As the Biden administration allocates more than $100 million in U.S. taxpayer aid to the Palestinian government and aid groups, critics are raising concerns that the State Department cannot ensure this aid won't reach the Iranian-backed terror group Hamas.
State Department officials have thus far declined to outline what mechanisms, if any, it has put in place to stop a tranche of aid money from reaching Hamas, which controls the Gaza Strip and is responsible for initiating a deadly conflict with Israel this month. The State Department admitted this week that it could not guarantee the tranche of money will be kept from Hamas.
"As we've seen in life, as we all know in life, there are no guarantees," a senior department official said.
U.S. aid money has reached Hamas and Palestinian terrorists in the past, prompting the Trump administration to stop sending aid in 2018. One of Secretary of State Antony Blinken's first moves after taking office was to resume the aid without preconditions. That appears to be the case again as the administration commits millions more to the Gaza Strip and United Nations Relief and Works Agency (UNRWA), which allows Hamas to use its facilities. Multiple Republican foreign policy leaders and a top former Trump administration official described the moves as reckless. They said the State Department's first priority should be putting stringent barriers in place to ensure no aid money gets to Hamas and its affiliated militant groups.
"The Biden Administration has a fundamental obligation to do whatever it can to prevent American taxpayer dollars from winding up in the bank accounts of terrorists. It is in no way acceptable for the State Department to flippantly offer that this is all a matter of fate well beyond their control," Rep. Darrell Issa (R. Calif.), a member of the House Foreign Affairs Committee, told the Washington Free Beacon.
Issa also called out the administration for declining to provide further explanation about its "no guarantees" remark.
"This reinforces the imperative of Congress' core oversight function, and I hope that the White House provides quick clarification and commits to redoubling all its efforts to ensure that American aid is never handed over to those who would use it to take other people's lives," Issa said.
Jonathan Schanzer, a former terrorism finance analyst at the Treasury Department and the vice president for research at the Foundation for Defense of Democracies, said that most established aid channels are rife with corruption and in need of serious reform. The Biden administration can ensure money does not reach terrorists only if it sets out to wholly reform organizations, such as UNRWA, that work alongside the notoriously corrupt Palestinian authority.

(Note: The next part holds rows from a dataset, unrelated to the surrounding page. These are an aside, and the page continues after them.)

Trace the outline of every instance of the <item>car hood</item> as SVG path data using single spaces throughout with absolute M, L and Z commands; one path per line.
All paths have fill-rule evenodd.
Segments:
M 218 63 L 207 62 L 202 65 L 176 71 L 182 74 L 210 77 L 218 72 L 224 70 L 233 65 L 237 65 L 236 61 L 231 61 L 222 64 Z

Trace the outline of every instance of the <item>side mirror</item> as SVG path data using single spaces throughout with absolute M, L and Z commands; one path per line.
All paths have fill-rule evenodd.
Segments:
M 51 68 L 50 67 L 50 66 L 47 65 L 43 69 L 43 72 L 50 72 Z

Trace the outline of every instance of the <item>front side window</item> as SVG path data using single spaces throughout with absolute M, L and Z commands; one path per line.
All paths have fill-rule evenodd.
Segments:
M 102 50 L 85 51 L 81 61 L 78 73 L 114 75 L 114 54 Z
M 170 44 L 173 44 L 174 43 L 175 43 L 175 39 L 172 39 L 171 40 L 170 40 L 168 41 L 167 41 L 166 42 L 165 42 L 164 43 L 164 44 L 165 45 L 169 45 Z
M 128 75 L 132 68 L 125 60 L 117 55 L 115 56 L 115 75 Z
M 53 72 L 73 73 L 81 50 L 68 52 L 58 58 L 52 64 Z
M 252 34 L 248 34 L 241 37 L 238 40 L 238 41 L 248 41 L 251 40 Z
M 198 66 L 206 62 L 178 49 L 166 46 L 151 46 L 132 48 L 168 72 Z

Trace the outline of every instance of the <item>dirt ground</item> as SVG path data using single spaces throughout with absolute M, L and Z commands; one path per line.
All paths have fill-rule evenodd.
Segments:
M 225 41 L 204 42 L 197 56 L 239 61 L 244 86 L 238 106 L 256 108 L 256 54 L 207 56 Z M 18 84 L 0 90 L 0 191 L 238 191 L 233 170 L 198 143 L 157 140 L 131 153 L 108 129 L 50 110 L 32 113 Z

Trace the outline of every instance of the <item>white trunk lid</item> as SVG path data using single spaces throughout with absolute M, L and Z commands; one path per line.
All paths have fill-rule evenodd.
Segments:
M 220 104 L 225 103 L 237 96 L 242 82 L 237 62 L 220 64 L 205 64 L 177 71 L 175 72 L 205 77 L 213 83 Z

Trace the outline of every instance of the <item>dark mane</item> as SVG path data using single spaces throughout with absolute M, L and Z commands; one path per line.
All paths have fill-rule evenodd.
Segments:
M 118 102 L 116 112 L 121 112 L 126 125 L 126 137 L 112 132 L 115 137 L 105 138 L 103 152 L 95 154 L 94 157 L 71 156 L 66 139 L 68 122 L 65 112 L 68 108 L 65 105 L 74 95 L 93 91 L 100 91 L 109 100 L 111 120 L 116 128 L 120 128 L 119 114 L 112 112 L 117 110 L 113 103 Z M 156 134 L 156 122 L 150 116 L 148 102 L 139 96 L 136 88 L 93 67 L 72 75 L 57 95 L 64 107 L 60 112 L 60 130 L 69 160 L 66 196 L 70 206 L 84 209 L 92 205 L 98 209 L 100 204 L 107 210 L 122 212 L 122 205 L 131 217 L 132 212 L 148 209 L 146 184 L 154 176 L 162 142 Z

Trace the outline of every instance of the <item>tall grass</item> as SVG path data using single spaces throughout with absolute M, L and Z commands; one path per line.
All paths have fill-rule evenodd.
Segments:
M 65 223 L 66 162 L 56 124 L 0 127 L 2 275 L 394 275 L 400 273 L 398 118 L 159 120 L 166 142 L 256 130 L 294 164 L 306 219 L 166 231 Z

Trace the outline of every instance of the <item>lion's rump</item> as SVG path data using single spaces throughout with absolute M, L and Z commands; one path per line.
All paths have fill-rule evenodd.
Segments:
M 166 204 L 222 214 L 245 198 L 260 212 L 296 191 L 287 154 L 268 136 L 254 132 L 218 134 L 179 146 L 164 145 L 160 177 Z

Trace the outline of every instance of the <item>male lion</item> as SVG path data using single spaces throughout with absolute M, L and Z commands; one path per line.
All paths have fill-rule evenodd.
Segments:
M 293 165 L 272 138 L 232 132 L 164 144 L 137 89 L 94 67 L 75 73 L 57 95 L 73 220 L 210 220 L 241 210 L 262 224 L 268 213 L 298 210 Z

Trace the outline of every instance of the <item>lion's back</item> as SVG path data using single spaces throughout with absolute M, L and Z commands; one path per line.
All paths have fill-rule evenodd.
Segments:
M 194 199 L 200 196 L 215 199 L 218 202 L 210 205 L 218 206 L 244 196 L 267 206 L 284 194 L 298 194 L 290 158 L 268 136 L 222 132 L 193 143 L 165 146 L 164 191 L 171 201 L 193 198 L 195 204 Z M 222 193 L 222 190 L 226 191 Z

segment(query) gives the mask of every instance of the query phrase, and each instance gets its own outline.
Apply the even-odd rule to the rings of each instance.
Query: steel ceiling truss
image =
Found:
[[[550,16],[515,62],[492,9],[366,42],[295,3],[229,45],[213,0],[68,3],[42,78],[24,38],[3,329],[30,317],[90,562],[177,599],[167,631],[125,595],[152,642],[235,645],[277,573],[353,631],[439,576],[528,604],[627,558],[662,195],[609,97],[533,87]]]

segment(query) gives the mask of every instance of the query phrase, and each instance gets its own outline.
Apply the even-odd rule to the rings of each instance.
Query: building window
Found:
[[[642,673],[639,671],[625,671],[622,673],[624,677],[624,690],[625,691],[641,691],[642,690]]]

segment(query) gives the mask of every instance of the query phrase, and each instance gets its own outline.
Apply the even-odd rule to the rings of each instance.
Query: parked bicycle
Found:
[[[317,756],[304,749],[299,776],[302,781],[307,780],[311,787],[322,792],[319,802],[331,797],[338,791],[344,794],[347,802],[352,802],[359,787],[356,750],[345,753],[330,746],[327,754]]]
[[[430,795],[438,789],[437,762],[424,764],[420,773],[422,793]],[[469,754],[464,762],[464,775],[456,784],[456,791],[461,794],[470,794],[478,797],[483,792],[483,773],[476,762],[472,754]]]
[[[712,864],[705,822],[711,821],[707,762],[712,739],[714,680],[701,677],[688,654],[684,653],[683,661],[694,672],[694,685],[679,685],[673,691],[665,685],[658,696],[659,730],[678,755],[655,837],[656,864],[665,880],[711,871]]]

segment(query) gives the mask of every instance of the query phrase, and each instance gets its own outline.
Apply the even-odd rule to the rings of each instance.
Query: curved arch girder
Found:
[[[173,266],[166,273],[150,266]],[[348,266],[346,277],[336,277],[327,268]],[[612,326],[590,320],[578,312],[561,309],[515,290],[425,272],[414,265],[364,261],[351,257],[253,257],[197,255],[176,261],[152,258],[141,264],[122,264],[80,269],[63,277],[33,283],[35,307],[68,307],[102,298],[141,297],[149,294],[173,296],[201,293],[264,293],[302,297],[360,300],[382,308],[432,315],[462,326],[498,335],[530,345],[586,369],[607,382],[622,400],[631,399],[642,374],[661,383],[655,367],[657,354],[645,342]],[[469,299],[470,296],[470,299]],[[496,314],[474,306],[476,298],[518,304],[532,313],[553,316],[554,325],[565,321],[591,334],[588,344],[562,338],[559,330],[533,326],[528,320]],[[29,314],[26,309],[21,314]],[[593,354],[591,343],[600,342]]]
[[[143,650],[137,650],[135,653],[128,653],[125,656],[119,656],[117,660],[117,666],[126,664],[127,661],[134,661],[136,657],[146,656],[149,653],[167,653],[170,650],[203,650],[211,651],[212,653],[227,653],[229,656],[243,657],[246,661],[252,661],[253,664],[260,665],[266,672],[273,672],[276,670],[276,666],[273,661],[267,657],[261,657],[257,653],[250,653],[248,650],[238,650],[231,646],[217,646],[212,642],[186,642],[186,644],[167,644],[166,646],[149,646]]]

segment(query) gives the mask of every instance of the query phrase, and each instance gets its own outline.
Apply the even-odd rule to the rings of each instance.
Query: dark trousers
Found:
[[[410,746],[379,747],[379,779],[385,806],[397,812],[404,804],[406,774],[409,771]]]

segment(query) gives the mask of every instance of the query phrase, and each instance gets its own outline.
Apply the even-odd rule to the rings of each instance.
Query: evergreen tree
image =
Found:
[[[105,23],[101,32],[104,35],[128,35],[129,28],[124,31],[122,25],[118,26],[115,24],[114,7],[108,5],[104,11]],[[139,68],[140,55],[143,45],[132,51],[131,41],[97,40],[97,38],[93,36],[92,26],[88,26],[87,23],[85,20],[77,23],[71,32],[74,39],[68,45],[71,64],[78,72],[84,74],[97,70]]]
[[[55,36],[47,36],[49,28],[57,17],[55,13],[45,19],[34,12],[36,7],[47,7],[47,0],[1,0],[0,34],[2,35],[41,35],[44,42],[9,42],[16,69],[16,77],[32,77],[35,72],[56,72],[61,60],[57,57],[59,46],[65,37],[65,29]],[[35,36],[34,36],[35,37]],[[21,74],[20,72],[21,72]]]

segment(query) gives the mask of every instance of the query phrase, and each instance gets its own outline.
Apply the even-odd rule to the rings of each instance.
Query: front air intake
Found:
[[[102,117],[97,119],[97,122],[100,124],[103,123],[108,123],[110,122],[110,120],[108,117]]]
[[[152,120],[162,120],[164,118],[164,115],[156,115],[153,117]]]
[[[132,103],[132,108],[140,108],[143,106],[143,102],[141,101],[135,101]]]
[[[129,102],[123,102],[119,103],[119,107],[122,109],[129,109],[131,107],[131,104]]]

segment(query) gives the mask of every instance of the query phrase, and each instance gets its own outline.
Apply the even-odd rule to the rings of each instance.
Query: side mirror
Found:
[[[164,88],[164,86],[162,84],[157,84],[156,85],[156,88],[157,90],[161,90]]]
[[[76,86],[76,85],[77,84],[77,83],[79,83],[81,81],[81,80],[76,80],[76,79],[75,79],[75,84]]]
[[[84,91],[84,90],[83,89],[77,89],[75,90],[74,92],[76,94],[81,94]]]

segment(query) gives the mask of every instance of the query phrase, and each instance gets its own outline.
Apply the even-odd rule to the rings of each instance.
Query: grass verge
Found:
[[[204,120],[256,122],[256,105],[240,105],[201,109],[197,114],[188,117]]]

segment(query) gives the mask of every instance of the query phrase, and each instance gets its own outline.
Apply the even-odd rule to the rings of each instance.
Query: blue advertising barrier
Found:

"There needs to be approved aid organizations that are trusted by all sides. This probably means that new organizations should be created, with strong oversight mechanisms to prevent what has happened for more than a decade. The current channels have clearly failed," Schanzer said. "But the real problem is not the aid channels: The real problem here is Hamas's control of Gaza. As long as this Iran-backed terrorist group retains its iron grip, it will be extremely difficult to help the population without inadvertently funding Hamas."
Former U.N. ambassador Nikki Haley, who led efforts to stop American aid dollars from reaching Palestinian terrorists, told the Free Beacon that "America should not be funding problems we’d like to solve." Hamas and UNRWA, she said, "are big problems that make Middle East peace harder. Biden will end up funding both and get less peace."
Rep. Jim Banks (R., Ind.), a member of the House Armed Services Committee, described the Biden administration's admission as "very disturbing" and said officials should immediately and "unequivocally tell us that American aid won't go to terrorists."
"The State Department needs to safeguard taxpayer dollars and make sure we're not funding a war against Israel," Banks said.
Blinken just wrapped up a multi-stop tour through the Middle East to promote a ceasefire between Israel and Hamas and announce $110 million in U.S. aid to the Palestinians. This aid includes $5.5 million in immediate disaster relief funding for the Gaza Strip and another $75 million throughout the year. More than $32 million will be awarded to UNRWA.
Blinken, in remarks earlier this week, said the administration is pursuing a "coordinated international effort to ensure immediate assistance reaches Gaza in a way that benefits the people there and not Hamas." He did not describe how the administration would uphold this pledge.
The White House National Security Council declined to comment.